For effective compliance training, learners must be prepared to discuss and challenge dilemmas independently and with others. The details of specific policies, directives, and regulations can quickly become very dry and irrelevant, whether the audience is made up of compliance officers, senior managers, or new starters. To prevent topic fatigue and keep important compliance training vivid and engaging for those attending awareness sessions, it is important to encourage discussion. An active participant will think, care, and learn more than one who is just watching the clock for the end of the program.

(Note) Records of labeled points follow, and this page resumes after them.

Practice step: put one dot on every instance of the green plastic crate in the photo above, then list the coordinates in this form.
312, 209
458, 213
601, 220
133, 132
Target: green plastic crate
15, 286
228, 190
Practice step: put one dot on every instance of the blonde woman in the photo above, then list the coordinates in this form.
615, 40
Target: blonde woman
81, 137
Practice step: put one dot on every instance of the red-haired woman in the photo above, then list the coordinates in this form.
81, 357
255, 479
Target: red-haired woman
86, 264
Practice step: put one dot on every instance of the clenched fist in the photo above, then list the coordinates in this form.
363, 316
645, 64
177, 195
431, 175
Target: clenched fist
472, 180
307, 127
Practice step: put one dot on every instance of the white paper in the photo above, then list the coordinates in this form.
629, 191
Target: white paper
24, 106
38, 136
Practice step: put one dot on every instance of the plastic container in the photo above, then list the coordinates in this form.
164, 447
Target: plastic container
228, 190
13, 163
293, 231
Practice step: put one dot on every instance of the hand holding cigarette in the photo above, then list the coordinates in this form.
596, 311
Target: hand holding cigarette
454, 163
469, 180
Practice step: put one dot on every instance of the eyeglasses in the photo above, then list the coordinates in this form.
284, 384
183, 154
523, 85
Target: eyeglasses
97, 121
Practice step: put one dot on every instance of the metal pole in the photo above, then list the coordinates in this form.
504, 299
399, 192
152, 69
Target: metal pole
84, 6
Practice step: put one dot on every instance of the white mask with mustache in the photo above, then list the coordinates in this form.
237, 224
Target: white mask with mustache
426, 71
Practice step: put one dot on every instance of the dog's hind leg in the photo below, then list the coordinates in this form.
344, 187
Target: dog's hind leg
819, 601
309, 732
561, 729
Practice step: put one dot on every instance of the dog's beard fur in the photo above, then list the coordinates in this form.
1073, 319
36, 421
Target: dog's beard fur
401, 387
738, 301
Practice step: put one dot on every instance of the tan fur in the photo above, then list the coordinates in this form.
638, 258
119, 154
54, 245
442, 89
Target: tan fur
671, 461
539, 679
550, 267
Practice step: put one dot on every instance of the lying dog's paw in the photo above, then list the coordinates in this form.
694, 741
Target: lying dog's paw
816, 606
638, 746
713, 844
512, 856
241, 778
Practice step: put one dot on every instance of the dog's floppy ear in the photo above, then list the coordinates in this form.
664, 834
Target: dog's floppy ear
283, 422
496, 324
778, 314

One way to spark discussion that can be employed at all levels is using ethical dilemmas. This is effective either as a stand-alone program, where attendees are introduced to ethical dilemmas and spend time in groups discussing their ideas and views, or as an icebreaker to a content session, to grab the audience’s attention and test their knowledge from the beginning. This can provide an approach to then thinking about the practical handling of compliance subject which is both easy and enjoyable.

Considering and responding to ethical dilemmas helps learners to build fluency with ethical decision-making and evaluating potential conflicts of interest, especially in balance with their own possible interests. Giving meaning to the impact of behavior and choice is significant for establishing cultural values that emphasize individual responsibility and integrity. Dilemma analysis involves several simple but thought-provoking steps following the prompt:

  • What is the ethical question?
  • What personal values are relevant in considering this ethical question?
  • Who are the parties with interests in this dilemma?
  • What are their interests and how do they conflict?
  • How can the ethical question be answered and what are the potential consequences?
  • What is the decision in response to the ethical question?
  • Is the choice that came from the decision-making process of the dilemma possible/practical to do in light of all considerations and consequences?

Ethical dilemmas used as such for prompts in compliance training should be universal and straightforward. In general, dilemmas used to teach this style of thinking to beginners or to instigate audience participation in at the start of a session should not focus on specific employee responsibilities or business functions. For very advanced and targeted audiences it may be acceptable to give a anonymized example of a dilemma they may come across in their work, but for the most part, daily life dilemmas are more relatable and more fun to discuss, regardless of the experience level of the participants.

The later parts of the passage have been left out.